Ve… ve… yaşam koşulları ağırlaştıkça… evlerdeki paraya endeksli ihtiyaçlar arttıkça… babaların daha fazla çalışıp daha fazla para kazanmaları gerekti… ve bu madde, bu materyal, bu fiziksel ihtiyaca dayalı malzeme, onların “varlıklarının” yerini almaya başladı…
Oysa… oysa çocukların paraya değil babaya ihtiyaçları var. Mutsuz ve yeterince oturmamış bir sığ ilişkide, çocuğunuza en pahalısından bilgisayar alırsınız… yine de mutlu edemezsiniz…
…ama duygu yüklü, koruyan, gözeten, kuşatan, destekleyen, dengeleyen, sıcacık bir baba-evlat ilişkisinde, sizinle oynayacağı on dakika saklambaç, oturup sohbet edeceği saatler, dünyanın en güzel hediyesidir de haberiniz bile yoktur…!
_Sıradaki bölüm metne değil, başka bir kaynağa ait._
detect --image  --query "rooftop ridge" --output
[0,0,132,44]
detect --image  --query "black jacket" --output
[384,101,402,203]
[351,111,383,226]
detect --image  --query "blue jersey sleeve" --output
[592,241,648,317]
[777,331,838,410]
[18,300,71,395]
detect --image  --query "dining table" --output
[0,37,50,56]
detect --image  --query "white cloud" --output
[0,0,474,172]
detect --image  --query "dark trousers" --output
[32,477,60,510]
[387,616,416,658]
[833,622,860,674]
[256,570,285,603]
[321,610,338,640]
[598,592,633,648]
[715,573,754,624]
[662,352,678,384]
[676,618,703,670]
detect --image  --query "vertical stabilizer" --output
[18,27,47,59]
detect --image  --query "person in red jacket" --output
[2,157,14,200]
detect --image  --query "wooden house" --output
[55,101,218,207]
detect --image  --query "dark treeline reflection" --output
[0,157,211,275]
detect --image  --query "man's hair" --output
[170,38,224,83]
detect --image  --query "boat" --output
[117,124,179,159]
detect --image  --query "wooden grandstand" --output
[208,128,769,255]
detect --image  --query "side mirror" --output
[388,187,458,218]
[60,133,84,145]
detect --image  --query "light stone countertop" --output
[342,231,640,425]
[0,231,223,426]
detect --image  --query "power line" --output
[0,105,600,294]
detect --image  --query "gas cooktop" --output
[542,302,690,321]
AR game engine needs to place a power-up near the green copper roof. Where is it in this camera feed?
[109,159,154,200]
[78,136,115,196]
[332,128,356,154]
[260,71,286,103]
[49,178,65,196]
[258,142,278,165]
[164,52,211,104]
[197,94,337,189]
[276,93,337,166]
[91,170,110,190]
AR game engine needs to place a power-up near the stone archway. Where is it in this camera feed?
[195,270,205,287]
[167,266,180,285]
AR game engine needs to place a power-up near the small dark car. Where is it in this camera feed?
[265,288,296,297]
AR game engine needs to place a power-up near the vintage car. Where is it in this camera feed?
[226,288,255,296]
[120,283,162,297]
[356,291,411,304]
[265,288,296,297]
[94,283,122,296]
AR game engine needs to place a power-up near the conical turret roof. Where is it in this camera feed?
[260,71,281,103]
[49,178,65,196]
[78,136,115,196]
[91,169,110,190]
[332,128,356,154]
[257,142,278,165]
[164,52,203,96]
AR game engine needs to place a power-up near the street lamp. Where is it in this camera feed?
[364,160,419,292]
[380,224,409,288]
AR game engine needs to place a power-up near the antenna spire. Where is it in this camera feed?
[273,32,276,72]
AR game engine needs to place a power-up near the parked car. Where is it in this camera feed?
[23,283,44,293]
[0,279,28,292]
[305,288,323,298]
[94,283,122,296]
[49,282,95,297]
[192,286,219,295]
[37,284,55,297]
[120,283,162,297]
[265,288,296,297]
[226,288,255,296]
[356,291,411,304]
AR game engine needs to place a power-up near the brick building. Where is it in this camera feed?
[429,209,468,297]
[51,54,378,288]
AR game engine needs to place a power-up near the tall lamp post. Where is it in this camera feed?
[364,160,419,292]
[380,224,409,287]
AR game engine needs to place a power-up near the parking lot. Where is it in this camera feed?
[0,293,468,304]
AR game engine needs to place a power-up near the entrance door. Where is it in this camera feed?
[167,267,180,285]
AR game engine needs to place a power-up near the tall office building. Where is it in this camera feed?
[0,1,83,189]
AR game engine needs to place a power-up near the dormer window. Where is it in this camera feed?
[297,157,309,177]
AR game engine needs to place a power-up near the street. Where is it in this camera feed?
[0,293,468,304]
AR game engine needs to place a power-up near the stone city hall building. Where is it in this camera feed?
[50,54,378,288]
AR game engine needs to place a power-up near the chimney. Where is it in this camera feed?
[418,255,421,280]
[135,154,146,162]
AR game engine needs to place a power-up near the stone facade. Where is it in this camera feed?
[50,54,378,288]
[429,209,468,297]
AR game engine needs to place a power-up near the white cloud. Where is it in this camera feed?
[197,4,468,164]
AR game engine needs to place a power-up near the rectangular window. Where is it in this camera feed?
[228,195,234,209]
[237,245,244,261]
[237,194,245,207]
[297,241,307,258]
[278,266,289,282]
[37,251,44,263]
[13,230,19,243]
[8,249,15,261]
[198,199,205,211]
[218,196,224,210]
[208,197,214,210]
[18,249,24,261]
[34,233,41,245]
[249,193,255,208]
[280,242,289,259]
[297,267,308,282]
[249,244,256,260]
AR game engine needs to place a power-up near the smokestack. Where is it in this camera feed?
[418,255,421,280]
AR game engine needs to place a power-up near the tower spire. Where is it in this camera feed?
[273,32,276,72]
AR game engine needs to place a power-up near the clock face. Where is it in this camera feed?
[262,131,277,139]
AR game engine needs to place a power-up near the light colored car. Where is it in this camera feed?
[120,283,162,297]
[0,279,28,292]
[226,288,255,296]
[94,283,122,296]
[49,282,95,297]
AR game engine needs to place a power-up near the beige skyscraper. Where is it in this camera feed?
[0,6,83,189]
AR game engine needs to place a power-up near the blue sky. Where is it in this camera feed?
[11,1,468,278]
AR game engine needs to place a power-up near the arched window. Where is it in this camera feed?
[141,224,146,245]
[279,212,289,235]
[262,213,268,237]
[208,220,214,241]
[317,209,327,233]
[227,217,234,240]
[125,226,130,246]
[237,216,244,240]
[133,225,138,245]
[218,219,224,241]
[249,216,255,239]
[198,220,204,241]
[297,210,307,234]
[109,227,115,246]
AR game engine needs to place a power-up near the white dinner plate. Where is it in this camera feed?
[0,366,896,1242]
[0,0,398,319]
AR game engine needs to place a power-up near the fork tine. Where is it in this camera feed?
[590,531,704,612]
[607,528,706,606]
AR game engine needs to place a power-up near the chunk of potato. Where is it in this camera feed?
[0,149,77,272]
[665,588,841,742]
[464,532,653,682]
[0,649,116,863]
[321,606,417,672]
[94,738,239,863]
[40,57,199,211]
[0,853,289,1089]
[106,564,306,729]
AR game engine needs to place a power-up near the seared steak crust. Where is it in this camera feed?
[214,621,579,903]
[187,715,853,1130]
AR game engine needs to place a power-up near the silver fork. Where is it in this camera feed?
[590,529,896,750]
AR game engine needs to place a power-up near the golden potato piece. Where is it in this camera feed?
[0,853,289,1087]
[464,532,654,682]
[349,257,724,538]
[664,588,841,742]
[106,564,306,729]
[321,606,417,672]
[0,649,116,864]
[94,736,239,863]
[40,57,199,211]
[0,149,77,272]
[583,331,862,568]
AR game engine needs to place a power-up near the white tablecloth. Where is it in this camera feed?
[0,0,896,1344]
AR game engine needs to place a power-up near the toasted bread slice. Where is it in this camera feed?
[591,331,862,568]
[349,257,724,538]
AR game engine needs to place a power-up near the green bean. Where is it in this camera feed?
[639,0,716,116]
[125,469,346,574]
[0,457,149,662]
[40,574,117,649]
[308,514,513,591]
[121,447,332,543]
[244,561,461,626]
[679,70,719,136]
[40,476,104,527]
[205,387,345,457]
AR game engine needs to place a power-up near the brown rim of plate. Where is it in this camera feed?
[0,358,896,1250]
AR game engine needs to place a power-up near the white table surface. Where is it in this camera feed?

Sevgili babalar… siz para kazanmak için evden uzaklaştıkça… herhangi bir takımın maçına ayırdığınız zaman kadar bile evlatlarınıza zaman ayırmadıkça ne oluyor biliyor musunuz?
Özetle söyleyeyim…
Duygusal ilişki kurup, besleme yapmadığınız kızlarınız, olmadık adamlarla evlenmeye kalkıyorlar. Çünkü kendilerine en yakın olan erkekle yeterince duygusal bir doyum gerçekleşmediği için, saçının telini bile vermeyeceğiniz tür adamlarla ilişki yaşamaya kalkıyorlar.
Oğullarınıza gelince… oğullarınız… oğullarınız erkek gibi davranmayı öğrenemiyorlar. Sürekli kadınlarla muhatap olmaktan, kadınların gittikleri çay poğaça toplantılarına katılmaktan, kadınların sohbetlerini dinlemekten, kadınların tepkilerini izlemekten, kadınlar gibi düşünüp, kadınlar gibi davranmaya başlıyorlar.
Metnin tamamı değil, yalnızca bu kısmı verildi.